Sin embargo, cuando los sublevados irrumpen, éstos apenas rebasan la caricatura: gruñen, disparan por placer, gesticulan y se ensañan con las mujeres. Por supuesto, en el cine social del México reciente hay espacio para la sátira o el caos, siempre que antes se haya pensado en el lugar desde el que se enuncian las historias: Workers (Valle, 2013), El ombligo de Guie’dani (Sala, 2018), La camarista (Avilés, 2018), Mano de obra (Zonana, 2019) o Las niñas bien (Márquez Abella, 2018) dan cuenta de ello. En todas, al retrato hiperbólico o realista de las tensiones de clase se añaden dos ingredientes: honesta vocación subversiva y lúcida conciencia política. Ni una ni otra han formado parte del cine de Franco hasta ahora, pero su ausencia es más notoria en Nuevo orden.

Estallido sin causa

El orden nuevo que se advierte podría traer a la mente el aforismo de Cioran o la trágica condición del Gatopardo de Lampedusa y Visconti: que todo cambie para que todo siga igual. Pero esa mezcla lúcida de fatalismo y compasión es distinta a la propuesta de Franco, que al acumular golpes de efecto durante la segunda mitad termina por anestesiar la vileza de las imágenes: hogueras de cuerpos, ejecuciones sumarias, la violación anal con un taser. Al diluir su trasfondo político se convierten en una mezcla involuntaria de Saló (1975) y Saw: juego macabro (2004); provocan repulsión, pero no ideas.

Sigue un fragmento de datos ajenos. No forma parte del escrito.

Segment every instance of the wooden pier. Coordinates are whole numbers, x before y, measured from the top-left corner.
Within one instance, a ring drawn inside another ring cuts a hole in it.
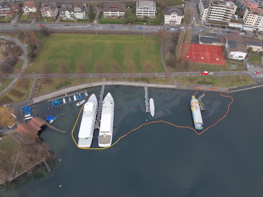
[[[205,96],[205,91],[204,90],[203,92],[203,94],[198,97],[198,101],[199,102],[199,106],[200,106],[200,109],[201,111],[205,111],[205,105],[202,102],[201,100],[202,98]]]
[[[101,94],[100,96],[100,101],[98,106],[98,114],[97,116],[97,119],[96,123],[95,124],[95,128],[96,129],[99,129],[100,120],[101,119],[101,108],[102,107],[102,102],[103,102],[103,96],[104,95],[104,89],[105,86],[103,85],[101,86]]]
[[[56,131],[58,131],[58,132],[60,132],[60,133],[67,133],[66,131],[64,131],[63,130],[61,130],[61,129],[58,129],[56,128],[55,127],[53,126],[52,126],[52,125],[49,123],[45,121],[44,120],[41,118],[39,117],[38,118],[44,121],[45,123],[45,124],[46,124],[46,125],[47,126],[50,128],[51,128],[53,130],[54,130]]]
[[[145,93],[145,95],[144,96],[144,98],[145,99],[145,108],[146,112],[149,113],[149,99],[148,98],[148,87],[145,86],[144,87],[144,91]]]
[[[44,164],[45,164],[45,166],[46,166],[46,169],[48,170],[48,171],[49,171],[49,172],[51,172],[51,169],[50,169],[50,167],[49,167],[49,164],[48,164],[48,163],[46,163],[46,160],[44,160]]]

En el lugar de éstas, en Nuevo orden se intuye un tibio rigor intelectual para desarrollar una premisa por demás ambiciosa. Sea por omisión o desinterés, una idea que sobrevuela en el último tercio de la cinta es que la causa profunda de las revueltas sociales no es la existencia del 1%, sino el fascismo latente en las clases desfavorecidas, quienes optarían por rayar “Putos ricos” sobre una fachada como forma estomacal de catarsis redistributiva. Esas son las consecuencias de la disparidad, pero ¿cuáles son sus causas y motivos? Aunque esta pregunta sea su punto de partida, conforme Nuevo orden avanza parece menos preocupada por responderla y más por aprovechar las reacciones que provoca.

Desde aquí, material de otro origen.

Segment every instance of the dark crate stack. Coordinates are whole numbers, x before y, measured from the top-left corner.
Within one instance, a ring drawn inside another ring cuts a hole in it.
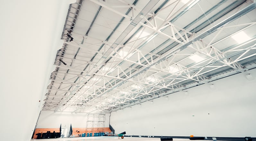
[[[51,133],[50,131],[49,131],[46,133],[37,134],[36,135],[37,135],[37,137],[36,139],[58,138],[60,137],[61,134],[61,133],[56,132],[55,131],[54,131],[53,133]]]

Tal idea, la de la revuelta popular como un estallido sin causas, ahistórico y tribal, puede implicar desconocimiento o mala fe al pensar la redistribución como necesidad inmediata y a las doctrinas de shock como respuesta inevitable del statu quo. Sin embargo, en el fondo late el miedo a la protesta, entendida ésta como sinónimo del caos irracional y no como consecuencia natural de la disparidad.

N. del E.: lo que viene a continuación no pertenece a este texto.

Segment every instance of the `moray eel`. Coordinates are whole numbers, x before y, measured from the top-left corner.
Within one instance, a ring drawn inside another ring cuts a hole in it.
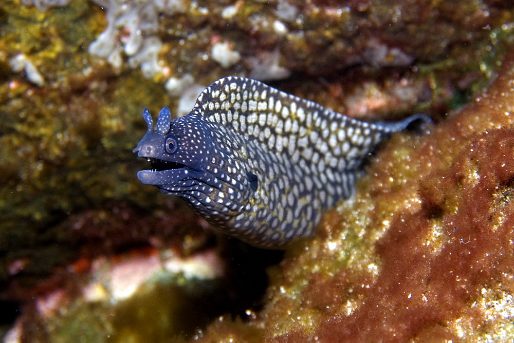
[[[187,115],[164,107],[134,149],[151,162],[137,177],[182,197],[215,228],[253,245],[282,249],[313,233],[323,211],[352,193],[377,145],[406,128],[369,123],[271,88],[229,77]]]

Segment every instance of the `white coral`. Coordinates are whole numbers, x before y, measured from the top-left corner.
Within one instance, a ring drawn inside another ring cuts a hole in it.
[[[89,53],[120,70],[122,53],[128,65],[139,66],[146,78],[162,72],[157,57],[162,46],[155,35],[160,13],[183,12],[183,0],[93,0],[106,11],[107,25],[89,45]]]

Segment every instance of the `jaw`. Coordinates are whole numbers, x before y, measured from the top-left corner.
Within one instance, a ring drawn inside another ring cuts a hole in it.
[[[159,188],[180,186],[181,183],[203,174],[189,168],[185,164],[155,158],[149,158],[152,169],[140,170],[137,178],[142,183]]]

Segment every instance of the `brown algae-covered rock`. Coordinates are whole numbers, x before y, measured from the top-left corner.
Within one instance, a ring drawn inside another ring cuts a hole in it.
[[[248,324],[261,338],[514,337],[512,80],[510,58],[429,134],[386,144],[354,201],[272,272],[268,302]],[[211,327],[204,338],[237,337],[240,325]]]

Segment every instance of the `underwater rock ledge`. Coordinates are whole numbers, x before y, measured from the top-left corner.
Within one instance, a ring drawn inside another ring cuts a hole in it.
[[[429,134],[397,135],[353,202],[271,272],[264,309],[200,341],[514,337],[514,58]]]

Al final de Nuevo orden el gatopardismo triunfa y la burguesía acepta compartir el poder con la cúpula militar mientras el sistema dé la apariencia de seguir a su favor. Filmada durante el primer trimestre de 2019 bajo el título Lo que algunos soñaron, el sexto trabajo de Franco funciona como una radiografía particular o una prueba de Rorschach para las tensiones sociales de su país de origen, pero también para una América Latina que vuelve a ser campo fértil para los populismos de derecha y los gobiernos autocráticos. Ojalá, además de ello, optara por “ponerse del lado de los oprimidos, incluso cuando están equivocados”, pero en este nacimiento de una nación, tan lejos de Cioran y tan cerca de Griffith, la compasión y los matices son las primeras bajas del conflicto.